Limitations. The cross-sectional nature of this study hinders cause–effect inferences. However, we argue that the direction of the relation is exposure to outcome, because it is unlikely that behavior will influence well usage. Additionally, we examined a narrow age range; we do not know whether the behavior-related problems could be detected at younger ages or whether the problems intensify at older ages. All participating children (and schools) have now been provided with access to deep wells that are much lower in As and Mn. We continue to follow the cohort and will reassess behavior, intelligence, and motor function longitudinally.
Our study was conducted in a rural area of Bangladesh, which is relatively well developed and where families are primarily middle class to lower middle class. Our sample, then, may not represent all of Bangladesh, and results may be generalizable only to communities with similar rural sociodemographic characteristics.
Unmeasured teachers’ biases might have evolved from teacher–child interactions at the family level in rural Bangladesh sociocultural context. In most cases, teachers in village schools know the family background of the children very well and may occasionally have friendly or strained relationships with the child’s family.

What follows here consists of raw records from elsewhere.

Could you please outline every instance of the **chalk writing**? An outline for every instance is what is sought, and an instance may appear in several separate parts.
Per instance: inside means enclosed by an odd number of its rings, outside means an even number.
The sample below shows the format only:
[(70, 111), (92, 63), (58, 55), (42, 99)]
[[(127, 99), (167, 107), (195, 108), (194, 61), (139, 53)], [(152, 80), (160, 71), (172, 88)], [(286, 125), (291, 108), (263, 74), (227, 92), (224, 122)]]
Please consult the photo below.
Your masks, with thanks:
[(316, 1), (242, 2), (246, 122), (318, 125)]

Finally, the large difference in WMn concentrations between children included and children excluded from this study deserves comment (889.2 vs. 397.2 µg/L, respectively). Our HEALS study region is roughly 25 km2 in size. By chance, families with relatively lower WMn more commonly reside in the more rural NW corner of this region, farthest from our field clinic/headquarters, and schools in that part of our study area are smaller and more scattered; these schools were therefore excluded. This resulted in a higher overall level of WMn exposure among those studied here, as children attending the most distant schools were excluded.
Conclusion
Our study is unique in several ways. First, by using a well-standardized measure of child behavior problems that assesses both externalizing and internalizing behavior, we had the opportunity to examine specificity in the exposure/behavior problems association. These scales demonstrated good to excellent reliability and validity in the current population. Second, we took a diverse set of sociodemographic variables into account while examining the relationship between exposure and childhood behavioral problems.

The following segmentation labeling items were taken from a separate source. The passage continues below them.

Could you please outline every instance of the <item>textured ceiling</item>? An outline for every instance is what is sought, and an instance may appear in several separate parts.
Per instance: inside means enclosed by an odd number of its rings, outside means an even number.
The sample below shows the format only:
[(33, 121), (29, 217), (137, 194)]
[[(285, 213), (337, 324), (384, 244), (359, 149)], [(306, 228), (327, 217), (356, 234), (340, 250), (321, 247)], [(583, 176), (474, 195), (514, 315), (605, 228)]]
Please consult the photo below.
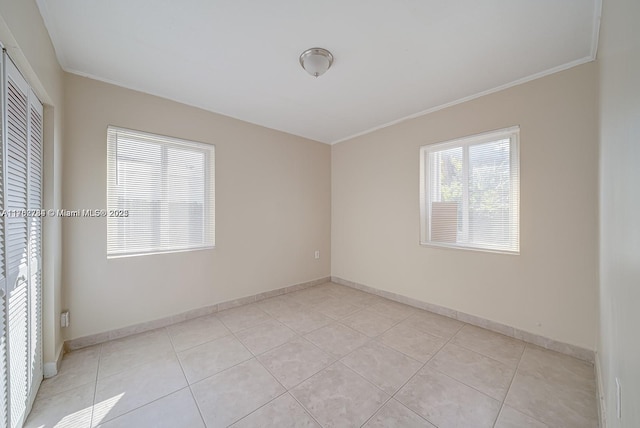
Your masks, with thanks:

From a global public health point of view, our findings serve as an indication of concern for countries where drinking water may be contaminated with high Mn levels. In the United States, where 5.2% of household wells contain > 300 µg/L Mn (DeSimone et al. 2009), large numbers of children may be at a risk of developing behavioral problems.
Footnotes
This work was supported by National Institute of Environmental Health Sciences grants P42 ES 10349 and P30 ES 09089 and a training grant (5D43TW005724) from the Fogarty International Center, National Institutes of Health.
The authors declare that they have no actual or potential competing financial interests.